I’ve always believed that the HTTP Content-Type should correctly identify the contents of a returned resources. I’ve recently noticed a resource from google.com with a filename similar to /extern_chrome/799678fbd1a8a52d.js that contained HTTP headers of:
HTTP/1.1 200 OK
Expires: Mon, 05 Sep 2011 00:00:00 GMT
Last-Modified: Mon, 07 Sep 2009 00:00:00 GMT
Content-Type: text/html; charset=UTF-8
Date: Tue, 07 Sep 2010 04:30:09 GMT
Server: gws
Cache-Control: private, x-gzip-ok=""
X-XSS-Protection: 1; mode=block
Content-Length: 19933
The content is not HTML, but is pure JavaScript. When I load the resource using a local proxy (Burp Suite), the proxy states that the MIME type is “script”.
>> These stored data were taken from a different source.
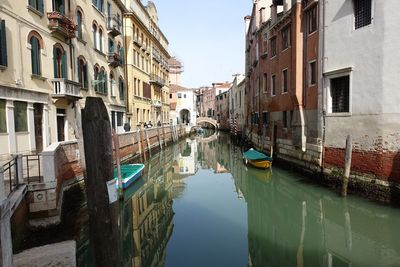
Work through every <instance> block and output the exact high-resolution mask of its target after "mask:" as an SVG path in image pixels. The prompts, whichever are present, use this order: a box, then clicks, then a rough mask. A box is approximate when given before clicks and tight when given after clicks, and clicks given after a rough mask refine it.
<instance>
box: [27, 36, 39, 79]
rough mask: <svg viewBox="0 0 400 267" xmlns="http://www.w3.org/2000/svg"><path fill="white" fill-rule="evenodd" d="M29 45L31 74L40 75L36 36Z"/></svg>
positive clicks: (38, 46) (29, 41) (37, 41)
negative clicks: (29, 51)
mask: <svg viewBox="0 0 400 267" xmlns="http://www.w3.org/2000/svg"><path fill="white" fill-rule="evenodd" d="M29 43H30V45H31V64H32V74H34V75H41V74H42V71H41V66H40V64H41V63H40V42H39V39H38V38H37V37H36V36H32V37H31V39H30V40H29Z"/></svg>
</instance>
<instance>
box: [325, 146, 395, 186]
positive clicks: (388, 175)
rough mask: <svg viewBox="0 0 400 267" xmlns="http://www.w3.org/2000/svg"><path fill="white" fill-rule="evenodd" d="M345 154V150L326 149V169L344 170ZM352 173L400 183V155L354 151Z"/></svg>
mask: <svg viewBox="0 0 400 267" xmlns="http://www.w3.org/2000/svg"><path fill="white" fill-rule="evenodd" d="M344 154H345V150H344V149H341V148H332V147H326V148H325V156H324V164H325V167H328V168H329V167H339V168H343V166H344ZM351 171H352V172H353V171H355V172H359V173H363V174H371V175H374V176H376V177H377V178H379V179H381V180H383V181H390V182H400V153H397V152H391V151H379V150H377V151H364V150H353V153H352V161H351Z"/></svg>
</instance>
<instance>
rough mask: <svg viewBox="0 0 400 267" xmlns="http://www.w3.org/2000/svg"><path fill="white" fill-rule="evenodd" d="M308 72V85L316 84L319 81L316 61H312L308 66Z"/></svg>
mask: <svg viewBox="0 0 400 267" xmlns="http://www.w3.org/2000/svg"><path fill="white" fill-rule="evenodd" d="M308 68H309V69H308V73H309V76H310V77H309V79H308V85H310V86H311V85H315V83H316V81H317V70H316V63H315V61H313V62H310V64H309V66H308Z"/></svg>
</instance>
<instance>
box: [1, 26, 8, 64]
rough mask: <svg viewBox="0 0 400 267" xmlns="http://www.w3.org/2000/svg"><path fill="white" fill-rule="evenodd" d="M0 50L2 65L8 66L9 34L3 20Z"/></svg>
mask: <svg viewBox="0 0 400 267" xmlns="http://www.w3.org/2000/svg"><path fill="white" fill-rule="evenodd" d="M0 48H1V51H0V65H2V66H7V34H6V21H5V20H2V21H1V24H0Z"/></svg>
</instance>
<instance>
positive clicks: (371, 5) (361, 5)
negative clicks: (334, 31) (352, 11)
mask: <svg viewBox="0 0 400 267" xmlns="http://www.w3.org/2000/svg"><path fill="white" fill-rule="evenodd" d="M353 1H354V27H355V28H356V29H359V28H362V27H364V26H367V25H369V24H371V21H372V16H371V15H372V12H371V11H372V3H371V2H372V0H353Z"/></svg>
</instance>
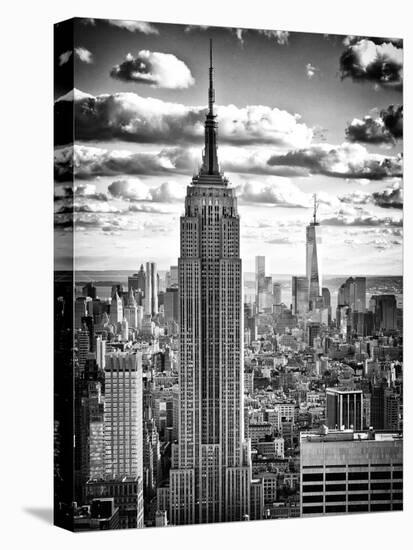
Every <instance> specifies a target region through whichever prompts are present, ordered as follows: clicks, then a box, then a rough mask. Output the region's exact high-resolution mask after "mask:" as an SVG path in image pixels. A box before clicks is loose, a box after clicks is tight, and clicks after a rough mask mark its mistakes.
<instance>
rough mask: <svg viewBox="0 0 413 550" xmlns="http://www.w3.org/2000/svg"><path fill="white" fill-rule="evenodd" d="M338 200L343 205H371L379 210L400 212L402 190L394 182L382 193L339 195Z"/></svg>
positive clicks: (401, 204) (381, 192)
mask: <svg viewBox="0 0 413 550" xmlns="http://www.w3.org/2000/svg"><path fill="white" fill-rule="evenodd" d="M338 199H339V201H340V202H342V203H344V204H351V205H353V206H361V205H366V204H373V205H375V206H379V207H380V208H395V209H398V210H400V209H402V208H403V189H402V187H401V185H400V183H398V182H396V183H395V184H394V185H392V186H391V187H387V188H386V189H384V190H383V191H376V192H374V193H363V192H362V191H355V192H354V193H348V194H347V195H341V196H339V197H338Z"/></svg>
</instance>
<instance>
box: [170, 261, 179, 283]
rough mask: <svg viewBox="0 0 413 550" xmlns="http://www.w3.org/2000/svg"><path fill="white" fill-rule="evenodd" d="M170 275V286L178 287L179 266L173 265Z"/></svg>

Is there an accepted method for determining what is returned from a web server? The Content-type header seems to usually be correct. Extensions are also an indicator, but not always accurate. Is the only accurate method to examine the contents of the file? Is this what web browsers do to determine how to handle the content?
The browser knows it’s JavaScript because it reached it via a
<script src="...">tag.If you typed the URL to a .js file into your URL’s address bar, then even if the server did return the correct Content-Type, your browser wouldn’t treat the file as JavaScript to be executed. (Instead, you would probably either see the .js source code in your browser window, or be prompted to save it as a file, depending on your browser.)
Browsers don’t do anything with JavaScript unless it’s referenced by a
<script>tag, plain and simple. No content-sniffing is required.